Families headed by mothers alone are likely to be poor. Their children are more likely to be raised around other poor people, in communities with bad schools and little exposure to the kind of expectations that would propel them to success. They’re more likely to drop out of school and to end up in prison.

The angle that Obama is particularly well suited to take on this is one that begs for more attention: black fatherhood.

One of the major contributors to the problems for so many children and their neighborhoods is the failure of too many black men to step up to their jobs as fathers, and the inability or reluctance of many black women to impose the conditions that would induce them to. Without demeaning the accomplishments of some single mothers and some part-time fathers, this must be recognized: Children fare better in two-parent families — or, at least, if their fathers play a large and supportive role in their daily lives. They fare better with parents who don’t become parents until they have the income to support children and the wherewithal to nurture them.

Children with two hands-on parents are twice as likely to get their fill of the emotional stability, guidance and discipline that makes for successful adults. And many sons and daughters who’ve never experienced responsible fatherhood firsthand find that it’s hard to replicate for your own children what you’ve never seen.

And so the cycle spins further downward.

If more African-American children had the advantage of two on-duty parents, their economic situation would improve. So would the nation’s, for it could tap into the rewards of their productivity in workplaces and on tax rolls. The national budget could shed some of the huge cost of dependence, of Medicaid and welfare, food stamps and subsidized housing, police and prisons.

This is a humanitarian issue, an economic issue, a social issue.

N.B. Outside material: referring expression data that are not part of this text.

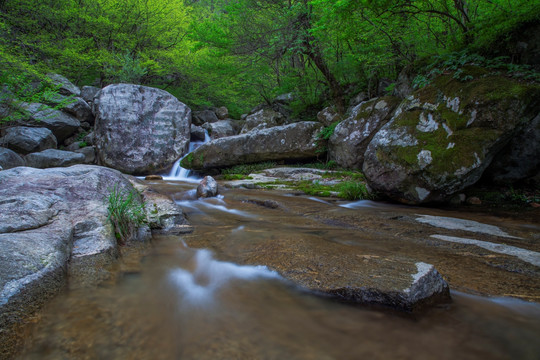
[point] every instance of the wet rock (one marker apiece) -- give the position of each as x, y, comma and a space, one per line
222, 113
351, 137
519, 160
442, 138
54, 158
61, 124
264, 118
208, 187
26, 140
10, 159
219, 129
197, 133
89, 153
54, 224
296, 141
328, 115
473, 200
140, 130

And an issue that Obama is uniquely prepared to champion. The absence of his own father cast a pall over his life that he’s explored in books and speeches. The nation has been captivated by the image he presents, with his own wife and daughters, of a devoted family man.

He knows what it’s like to be a father, and a fatherless child.

Obama made few forays into this territory while campaigning. But he did address it when he spoke last Father’s Day at a Southside Chicago church. He said, “We need families to raise our children. We need fathers to recognize that responsibility doesn’t just end at conception. … What makes you a man is not the ability to have a child. … It’s the courage to raise a child that makes you a father.”

This isn’t a problem the federal government can fix, though it can help by rewarding the right behavior. As Obama put it, “We should be making it easier for fathers who make responsible choices and harder for those who avoid them.”

Indeed, the unintended consequences of federal actions — notably a welfare system that gave women incentives to have out-of-wedlock babies and even punished them financially if fathers acted responsibly — are a major foundation of today’s problems.

But Obama can use the bully pulpit of his presidency, his magnetism, his personal experience and his passion to focus attention on this issue. To inspire communities, families — and especially individuals who must take responsibility for their own actions.